Non si tratta di sogni: si tratta di numeri. L’Inter ha già investito 70 milioni prima di arrivare a luglio. Se arriveranno anche i 24 milioni per Ange-Yoan Bonny, la cifra lieviterà a quota 94,5 (compresi Zalewski e i bonus di Henrique e Bonny). A quel punto, la mitica soglia dei 100 milioni sarà più che un’ipotesi: un segnale forte, chiaro, identitario. Un cambio di rotta che il tifoso interista riconosce subito — e apprezza.

Gioventù, coraggio e… Leoni

Sì, perché l’Inter non spende a casaccio. Anzi, costruisce. E lo fa guardando al futuro: Sucic (14 milioni) è già una piacevolissima sorpresa, Henrique (23 milioni) deve solo ambientarsi, Zalewski (6,5 milioni) sarà il tuttofare che Inzaghi ama. Bonny, che a breve si unirà alla comitiva americana, è un altro tassello “futuribile” che però può dare subito profondità alla rosa.

E poi c’è il colpo grosso in arrivo: Giovanni Leoni, il difensore classe 2006 del Parma, cresciuto sotto gli occhi di Chivu. È lui il nuovo obiettivo principale per rinfrescare una retroguardia che inizia ad avere qualche primavera sulle spalle. Il Parma lo blinda, lo valuta già almeno 30 milioni, ma l’Inter ci lavora con pazienza — e magari con l’idea di lasciarlo un altro anno in prestito in Emilia. Una mossa da grande società, che programma e non improvvisa.

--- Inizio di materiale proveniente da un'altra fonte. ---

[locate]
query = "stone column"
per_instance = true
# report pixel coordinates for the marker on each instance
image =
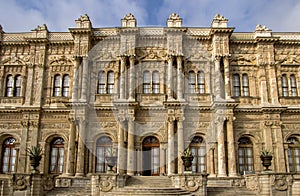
(130, 147)
(75, 79)
(29, 85)
(230, 148)
(217, 78)
(171, 163)
(122, 75)
(211, 163)
(121, 147)
(84, 78)
(180, 143)
(227, 78)
(179, 78)
(71, 149)
(221, 148)
(170, 78)
(81, 148)
(131, 78)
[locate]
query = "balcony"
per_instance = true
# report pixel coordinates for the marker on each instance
(12, 100)
(198, 99)
(289, 100)
(151, 99)
(105, 99)
(247, 100)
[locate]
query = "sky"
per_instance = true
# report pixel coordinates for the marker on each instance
(60, 15)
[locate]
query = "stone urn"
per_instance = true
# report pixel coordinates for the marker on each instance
(111, 162)
(266, 161)
(187, 162)
(266, 158)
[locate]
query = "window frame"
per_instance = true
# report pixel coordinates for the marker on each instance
(59, 158)
(12, 155)
(243, 154)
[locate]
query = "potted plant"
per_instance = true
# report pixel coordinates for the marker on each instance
(266, 158)
(35, 156)
(111, 159)
(187, 158)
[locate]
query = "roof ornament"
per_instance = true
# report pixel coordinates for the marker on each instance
(219, 21)
(129, 16)
(128, 21)
(41, 28)
(219, 17)
(174, 20)
(260, 27)
(83, 22)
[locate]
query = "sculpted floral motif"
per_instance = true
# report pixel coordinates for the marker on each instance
(281, 182)
(48, 182)
(252, 183)
(21, 182)
(106, 184)
(191, 183)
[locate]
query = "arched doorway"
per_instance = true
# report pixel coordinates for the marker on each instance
(151, 156)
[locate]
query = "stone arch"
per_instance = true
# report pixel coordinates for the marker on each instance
(45, 144)
(288, 135)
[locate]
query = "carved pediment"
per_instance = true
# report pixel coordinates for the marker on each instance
(151, 53)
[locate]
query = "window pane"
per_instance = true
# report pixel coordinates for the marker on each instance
(9, 86)
(110, 82)
(66, 86)
(192, 82)
(284, 85)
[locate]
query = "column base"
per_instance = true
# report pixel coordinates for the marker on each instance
(68, 174)
(79, 175)
(232, 175)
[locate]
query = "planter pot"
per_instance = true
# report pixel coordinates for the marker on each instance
(111, 162)
(35, 162)
(187, 162)
(266, 161)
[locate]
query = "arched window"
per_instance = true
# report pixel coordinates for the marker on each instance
(18, 84)
(66, 86)
(245, 84)
(284, 83)
(9, 86)
(293, 85)
(155, 82)
(146, 82)
(101, 82)
(103, 150)
(245, 155)
(191, 82)
(198, 149)
(57, 155)
(236, 85)
(9, 155)
(201, 82)
(56, 86)
(294, 154)
(110, 82)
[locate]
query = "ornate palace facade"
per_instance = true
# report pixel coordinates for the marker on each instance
(144, 94)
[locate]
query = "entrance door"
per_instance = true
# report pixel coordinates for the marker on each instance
(151, 156)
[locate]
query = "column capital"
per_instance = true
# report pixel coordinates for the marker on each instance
(170, 57)
(171, 119)
(218, 58)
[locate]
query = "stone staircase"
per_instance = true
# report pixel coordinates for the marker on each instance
(148, 185)
(229, 191)
(80, 187)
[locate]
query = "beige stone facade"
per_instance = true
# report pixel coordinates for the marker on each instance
(149, 93)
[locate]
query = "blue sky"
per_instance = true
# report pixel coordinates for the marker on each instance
(59, 15)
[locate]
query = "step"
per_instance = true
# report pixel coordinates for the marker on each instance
(229, 191)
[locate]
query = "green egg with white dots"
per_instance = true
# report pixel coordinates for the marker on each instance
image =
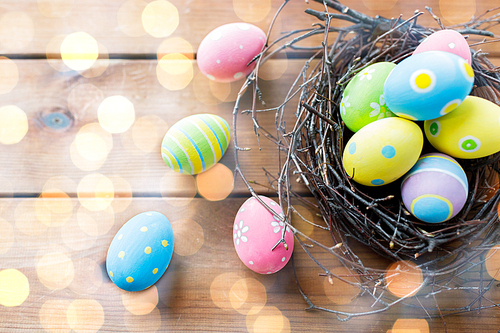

Cessioni? Sì, ma senza ansia

Le cessioni arriveranno, certo. Fa parte del gioco. Bisseck potrebbe partire per 30-40 milioni, Stankovic per una decina, e resta da decifrare il rebus Calhanoglu. Ma l’Inter di oggi non è più costretta a vendere per comprare. Ora compra, poi valuta chi può salutare. È una rivoluzione culturale che non può passare inosservata: per chi ha vissuto gli anni del braccino corto, tutto questo ha il sapore della riscossa.